Nos EUA, na estreia do filme, alguns se indignaram, acusando-o de fazer apologia da tortura. Na verdade, o filme interroga e incomoda porque nos obriga a uma reflexão moral difícil e incerta: a tortura, nos interrogatórios, não é infrutuosa -se quisermos condená-la, teremos que produzir razões diferentes de sua inutilidade”.
Antes de mais nada, vale ressaltar que há muito o cinema norte-americano naturaliza a tortura, a injustiça, a exclusão. Desde Hollywood ele tem sido sentinela avançado do modo capitalista, na propaganda dos valores da formação do homem norte-americano.

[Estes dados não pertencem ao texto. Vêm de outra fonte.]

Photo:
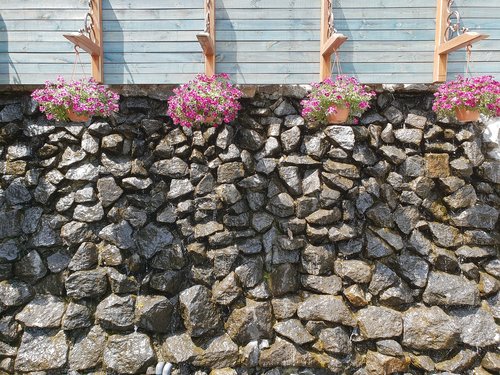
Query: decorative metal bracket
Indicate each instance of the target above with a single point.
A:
(207, 38)
(90, 39)
(330, 39)
(449, 37)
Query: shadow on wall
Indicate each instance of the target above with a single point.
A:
(115, 66)
(7, 67)
(345, 54)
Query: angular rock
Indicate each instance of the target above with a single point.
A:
(154, 313)
(477, 327)
(379, 322)
(437, 165)
(326, 308)
(44, 311)
(355, 270)
(108, 191)
(341, 135)
(480, 216)
(199, 313)
(86, 284)
(77, 315)
(119, 235)
(14, 293)
(252, 322)
(429, 328)
(30, 268)
(219, 352)
(318, 260)
(129, 354)
(87, 350)
(41, 350)
(151, 239)
(450, 290)
(293, 330)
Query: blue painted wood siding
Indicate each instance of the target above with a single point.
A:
(258, 41)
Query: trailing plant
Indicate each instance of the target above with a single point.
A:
(481, 94)
(325, 97)
(83, 97)
(211, 100)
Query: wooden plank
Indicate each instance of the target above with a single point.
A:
(461, 41)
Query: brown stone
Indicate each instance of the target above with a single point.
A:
(437, 165)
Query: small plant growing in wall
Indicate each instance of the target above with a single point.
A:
(75, 100)
(205, 100)
(334, 101)
(466, 98)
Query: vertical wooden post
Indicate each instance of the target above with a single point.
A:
(440, 60)
(207, 38)
(444, 47)
(94, 44)
(325, 61)
(97, 60)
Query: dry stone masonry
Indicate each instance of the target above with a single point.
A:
(267, 247)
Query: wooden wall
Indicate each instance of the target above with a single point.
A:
(258, 41)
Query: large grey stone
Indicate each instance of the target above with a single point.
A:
(119, 235)
(42, 350)
(44, 311)
(379, 322)
(116, 313)
(219, 352)
(477, 327)
(479, 216)
(341, 135)
(129, 354)
(85, 284)
(327, 308)
(30, 268)
(154, 313)
(450, 290)
(335, 341)
(199, 313)
(294, 330)
(87, 350)
(151, 239)
(429, 328)
(14, 293)
(85, 172)
(179, 348)
(251, 322)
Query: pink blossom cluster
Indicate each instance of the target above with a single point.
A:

De passagem, lembro um filme de Ford (sim, do grande Ford) em que John Wayne ouve a seguinte frase do empregado do hotel: “você e o cachorro sobem, mas o índio não”. O que dizer de 007, por exemplo, em sua cruzada contra os comunistas? O que falar dos mexicanos e índios, sempre pintados como bandidos desde a nossa infância? O que dizer da ausência de interioridade nos personagens negros que apareciam em seus filmes, sempre em posição subalterna ou de pianista para o amor do casal romântico?
O fundamental é que no fim do texto Calligaris conclui:
“Uma criança foi sequestrada e está encarcerada em um lugar onde ela tem ar para respirar por um tempo limitado. Você prendeu o sequestrador, o qual não diz onde está a criança sequestrada. Infelizmente, não existe (ainda) soro da verdade que funcione. A tortura poderia levá-lo a falar. Você faz o quê?”.
Esse é um recurso de justificativa da tortura é manjado. Seria algo como:
- Você é capaz de matar uma criança?
- Não, claro que não.
- E se a criança fosse uma terrorista?
- Crianças não são terroristas.
- E se ela estivesse domesticada, com lavagem cerebral, que a tornasse uma terrorista?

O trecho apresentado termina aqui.